13. Bölüm

7.5K 545 254
                                    

Bu kitapta geçen kişi ve olaylar hayal ürünü olup tarihle bir alakası yoktur. Bazı şahıs isimleri tarihtekiyle uysa da gelişen olaylar farklılık göstermektedir.

Keyifli okumalar❤️

***

-9 Ay Sonra-

"Rahat dur yoksa arkadaşının gırtlağını keserim" saçımı öyle bir çekiyordu ki yarısının elinde kaldığına emindim. Emir'in gözlerine baktığımda saf öfkeyle karşılaştım. Bu sözleri Emir'e söylemişti saçımı çeken gümüş renkteki pelerinli adam.

Emir'e gözlerimle sakin olmasını anlatmaya çalıştım ama kızgın bir boğa gibiydi. Üstüne gelen 4 adamı savuştururken arkadan kafasına vuran kişiyle yakalanmıştı. Şu an az önce dayak yiyen kişiler onu tutup benim gibi bağlamaya çalışıyordu.

"Ebenin..." yediği sert yumrukla cümlesinin devamını getiremeyen Emir'e bakarken gözlerimi yummuştum. Melek'ten buraya ilk geldiğimiz mağaranın önünde ayrılmıştık ve kimin olduğunu anlamadığımız adamlar tarafından esir alınmıştık. 1 yıldır burada yaşamamıza rağmen gümüş renkte pelerin giyen ne bir klan ne ülke biliyordum.

"Siz kimsiniz?"Sert sözlerimle yüzüme tokadı geçiren adama dişlerimi sıkarak baktım. İlk seni öldürecektim.

"İskoçya kralı adına tutuklusunuz!" Duyduğum sözle direnmeyi anında keserek büyüttüğüm gözlerle konuşan pelerinli adama baktım.

"İskoçya'da bir kral yok" demeyi başarabildim ama adamın yüzü son derece ciddiydi.

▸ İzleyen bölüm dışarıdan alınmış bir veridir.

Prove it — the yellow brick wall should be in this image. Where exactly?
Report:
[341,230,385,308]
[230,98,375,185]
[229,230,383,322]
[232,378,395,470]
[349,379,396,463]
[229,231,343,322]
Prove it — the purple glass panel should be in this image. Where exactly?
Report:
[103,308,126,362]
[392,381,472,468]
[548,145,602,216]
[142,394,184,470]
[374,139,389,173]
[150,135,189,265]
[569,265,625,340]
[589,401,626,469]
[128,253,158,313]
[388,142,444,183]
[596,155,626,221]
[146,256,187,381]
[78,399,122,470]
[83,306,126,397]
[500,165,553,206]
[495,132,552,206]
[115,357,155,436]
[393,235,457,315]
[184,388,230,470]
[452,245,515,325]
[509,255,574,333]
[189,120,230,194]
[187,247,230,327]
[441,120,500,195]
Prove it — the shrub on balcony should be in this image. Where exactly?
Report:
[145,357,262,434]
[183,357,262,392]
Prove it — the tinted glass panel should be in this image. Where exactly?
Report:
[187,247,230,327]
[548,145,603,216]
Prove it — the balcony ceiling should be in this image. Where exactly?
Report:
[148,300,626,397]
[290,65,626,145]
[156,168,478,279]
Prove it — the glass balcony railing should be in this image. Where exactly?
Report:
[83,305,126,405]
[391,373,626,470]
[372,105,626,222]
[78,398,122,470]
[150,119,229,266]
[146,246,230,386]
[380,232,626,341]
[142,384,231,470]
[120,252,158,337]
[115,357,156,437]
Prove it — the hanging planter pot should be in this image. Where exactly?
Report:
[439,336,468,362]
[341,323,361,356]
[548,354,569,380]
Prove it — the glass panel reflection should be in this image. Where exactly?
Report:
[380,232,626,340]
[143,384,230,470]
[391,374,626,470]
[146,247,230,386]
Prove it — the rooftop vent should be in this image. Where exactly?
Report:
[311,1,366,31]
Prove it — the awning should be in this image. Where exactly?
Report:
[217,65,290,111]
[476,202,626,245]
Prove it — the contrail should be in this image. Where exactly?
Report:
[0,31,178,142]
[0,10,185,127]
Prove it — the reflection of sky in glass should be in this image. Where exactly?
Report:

"Artık var, yürüyün İngiliz'ler" yüzü kan içinde olan Emir'i sürükleyerek, beni de şaşkınlığımdan faydalanıp kollarımdan tutarak çimenlerin arasından ilerlettiler.

Yarın, mağaradan geçiş günümüzdü. Korkarım ki tarihi hiç olmadığı kadar değiştirmiştik...

***

9 Ay Önce - Günümüz

Annemin bana küçüklüğümden beri hep dayattığı bir düşünce vardı.

"Herkesin elbette bir yeteneği vardır Tuğra. Önemli olan onu bulup, iyice yoğurup kendine güzel bir şekilde aşılamak. Yeteneğini bulduğunda ve ustalaştığında, sıradanlıktan uzaklaşıp insanlığın yeni versiyonu haline gelirsin. Tüm dünya seni tanır, bilir, konuşur. Zamanında ismi duyulmuş tüm dahiler ve sanatçılar bu yeteneğini keşfeden şanslı insanlardır. Onların bizden zeka olarak hiç farkı yok unutma; tek farkları yeteneğini bulmada çok şanslı olmaları..."

Annem zeka konusunda haklı mıydı bilemiyorum ancak bir konuda haklıydı.

İnsan sevdiği ve yeteneği olduğu işi yaparsa gerçekten çok mutlu bir birey haline geliyordu.

Küçüklüğümden beri öğrenmek zorunda olduğum tüm o sanat dalları bana adeta işkence gibi gelmişti. Tarih konusunda iyi olabileceğimi düşündüğüm bir dönem olmuştu ancak ben tarihi süreçlerden çok hocamın anlatım şeklini seviyordum. Tarih kitaplarındaki sıkıcı bilgiler ilgi alanıma hiç ama hiç girmiyordu, sıkılıyordum. Akademik olarak ilerlemek için ise tüm o sıkıcı bilgileri öğrenmem gerekmişti. Fakat ben ısrarla ilgi çekici olaylarla ilgilenmiştim. Yine de sevmesem bile akademik olarak kendimi oldukça da geliştirmiştim. Zorunda kalmıştım.

Askeriyeye gizlice, içten içe hep ilgi duyardım. Evde asla bu konuyu açmazdım, açamazdım çünkü bilirdim ki asla yapamayacağım mesleklerin başında geliyordu. Annemin savunma ile alakalı hiçbir konuda eğitim almamamda emin olması, kendimi savunacak bir durumla karşılaşmayacağıma emin olduğu içindi. Çünkü ben herkese göre Duman'lar şirketinin sahibinin biricik kızı ve gelecekte sosyetede gözde diye adlandırılan o kesimin bir adayıydım.